Dr Abdul Nashir Issahaku, BoG Governor
A few days after President John Mahama announced that the local currency was the best performing on the continent, the local currency yesterday shed some 0.0015 pesewas or 0.04 percent to 3.9865 to the US dollar from 3.9880 in the previous trading session.
On the black market, the local currency has crossed the GH¢4 to a dollar.
The currency changed +0.87 percent last week and +0.29 percent during the last month.
The cedi has recently been described as one of the worst performing currencies in the world as a result of weak fundamentals and some misguided policies of the Central Bank.
Dr Mahamadu Bawumia, Vice Presidential Candidate of the New Patriotic Party (NPP) for the 2016 general elections, said that the cumulative depreciation of the local currency in the last seven years that stood at 70 percent was expected to be at least 90 percent by the end of 2016.

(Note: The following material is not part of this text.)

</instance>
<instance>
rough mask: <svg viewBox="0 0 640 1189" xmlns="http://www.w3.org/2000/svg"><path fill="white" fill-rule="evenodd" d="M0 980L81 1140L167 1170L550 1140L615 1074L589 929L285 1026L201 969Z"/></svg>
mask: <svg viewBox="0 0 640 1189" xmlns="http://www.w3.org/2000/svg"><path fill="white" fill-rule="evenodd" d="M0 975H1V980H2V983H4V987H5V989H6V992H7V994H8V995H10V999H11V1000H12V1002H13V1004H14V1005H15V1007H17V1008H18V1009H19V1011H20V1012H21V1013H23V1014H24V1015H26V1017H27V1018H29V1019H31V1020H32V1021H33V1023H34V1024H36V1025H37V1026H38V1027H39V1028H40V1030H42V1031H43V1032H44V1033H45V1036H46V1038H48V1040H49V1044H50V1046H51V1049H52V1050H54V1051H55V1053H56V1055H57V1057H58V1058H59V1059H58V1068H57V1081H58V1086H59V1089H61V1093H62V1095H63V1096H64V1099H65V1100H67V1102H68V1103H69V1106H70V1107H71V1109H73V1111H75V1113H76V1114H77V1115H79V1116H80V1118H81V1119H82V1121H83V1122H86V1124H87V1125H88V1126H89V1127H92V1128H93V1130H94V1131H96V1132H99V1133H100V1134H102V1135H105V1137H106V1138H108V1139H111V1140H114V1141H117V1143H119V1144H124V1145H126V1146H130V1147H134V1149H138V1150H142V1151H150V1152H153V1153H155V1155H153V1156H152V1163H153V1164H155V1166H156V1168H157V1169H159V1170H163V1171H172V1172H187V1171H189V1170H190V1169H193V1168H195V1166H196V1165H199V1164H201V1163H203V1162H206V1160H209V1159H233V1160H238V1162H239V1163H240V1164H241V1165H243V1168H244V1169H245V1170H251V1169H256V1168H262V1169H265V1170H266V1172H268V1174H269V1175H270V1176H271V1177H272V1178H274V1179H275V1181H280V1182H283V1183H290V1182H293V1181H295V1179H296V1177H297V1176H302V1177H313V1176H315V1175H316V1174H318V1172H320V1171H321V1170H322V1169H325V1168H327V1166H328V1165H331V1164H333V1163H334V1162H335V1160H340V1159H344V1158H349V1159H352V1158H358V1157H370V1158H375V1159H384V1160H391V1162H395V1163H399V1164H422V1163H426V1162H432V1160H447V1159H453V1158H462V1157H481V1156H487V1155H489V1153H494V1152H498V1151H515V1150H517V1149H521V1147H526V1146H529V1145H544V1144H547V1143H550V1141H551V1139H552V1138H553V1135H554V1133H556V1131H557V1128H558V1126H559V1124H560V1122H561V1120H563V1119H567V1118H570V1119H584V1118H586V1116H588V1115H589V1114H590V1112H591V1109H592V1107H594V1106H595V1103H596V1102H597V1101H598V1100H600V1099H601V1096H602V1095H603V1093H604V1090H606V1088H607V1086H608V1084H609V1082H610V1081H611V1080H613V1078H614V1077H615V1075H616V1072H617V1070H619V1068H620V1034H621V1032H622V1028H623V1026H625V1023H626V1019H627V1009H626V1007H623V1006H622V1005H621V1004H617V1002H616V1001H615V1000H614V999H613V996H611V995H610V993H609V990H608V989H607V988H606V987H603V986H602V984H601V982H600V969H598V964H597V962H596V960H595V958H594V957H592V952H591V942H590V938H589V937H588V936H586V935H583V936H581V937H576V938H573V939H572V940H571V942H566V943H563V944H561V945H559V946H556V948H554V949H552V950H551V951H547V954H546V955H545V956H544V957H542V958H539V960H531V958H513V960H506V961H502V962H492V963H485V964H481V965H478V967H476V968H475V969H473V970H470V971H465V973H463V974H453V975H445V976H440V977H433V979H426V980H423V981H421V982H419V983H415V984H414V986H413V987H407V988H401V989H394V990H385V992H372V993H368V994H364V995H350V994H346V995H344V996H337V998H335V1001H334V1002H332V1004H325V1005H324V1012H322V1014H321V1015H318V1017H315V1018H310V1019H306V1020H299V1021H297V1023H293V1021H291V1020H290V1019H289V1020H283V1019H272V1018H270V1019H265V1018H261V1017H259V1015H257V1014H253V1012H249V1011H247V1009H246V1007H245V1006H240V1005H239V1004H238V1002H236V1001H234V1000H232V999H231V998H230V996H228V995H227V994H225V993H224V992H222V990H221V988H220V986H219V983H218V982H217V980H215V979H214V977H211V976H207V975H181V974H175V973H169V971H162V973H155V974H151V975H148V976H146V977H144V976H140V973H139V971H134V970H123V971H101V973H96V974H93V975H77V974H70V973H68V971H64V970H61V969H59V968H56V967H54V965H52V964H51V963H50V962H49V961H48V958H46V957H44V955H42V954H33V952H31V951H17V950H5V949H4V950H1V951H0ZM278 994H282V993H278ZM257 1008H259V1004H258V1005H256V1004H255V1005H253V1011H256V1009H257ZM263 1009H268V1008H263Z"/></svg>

He said the cedi depreciated from GH¢1.20 to the dollar in 2009 to GH¢4.70 to the dollar earlier this year.
The Ghana cedi ended the first half of this year with a depreciation of 3.04 per cent against the US dollar.
The local currency has been trading at almost GH¢3.99 to the US dollar at the forex bureau and GH¢3.93 on the interbank market.
For the first quarter of this year, the cedi registered a marginal 7 pesewas loss in value against the dollar, about 0.48 percent depreciation.
It lost about 60 pesewas in value to it last year ending at about GH¢3.80.
Investment firm Investcorp this year projected that unstable economic fundamentals, high imports and fiscal imbalances, were expected to affect the cedi this year.
The local currency lost value by about 1.7 percent to the US dollar in January 2016.
Historically, the Ghanaian Cedi reached an all time high of 151.50 in July of 2011 and a record low of 0.90 in July of 2007.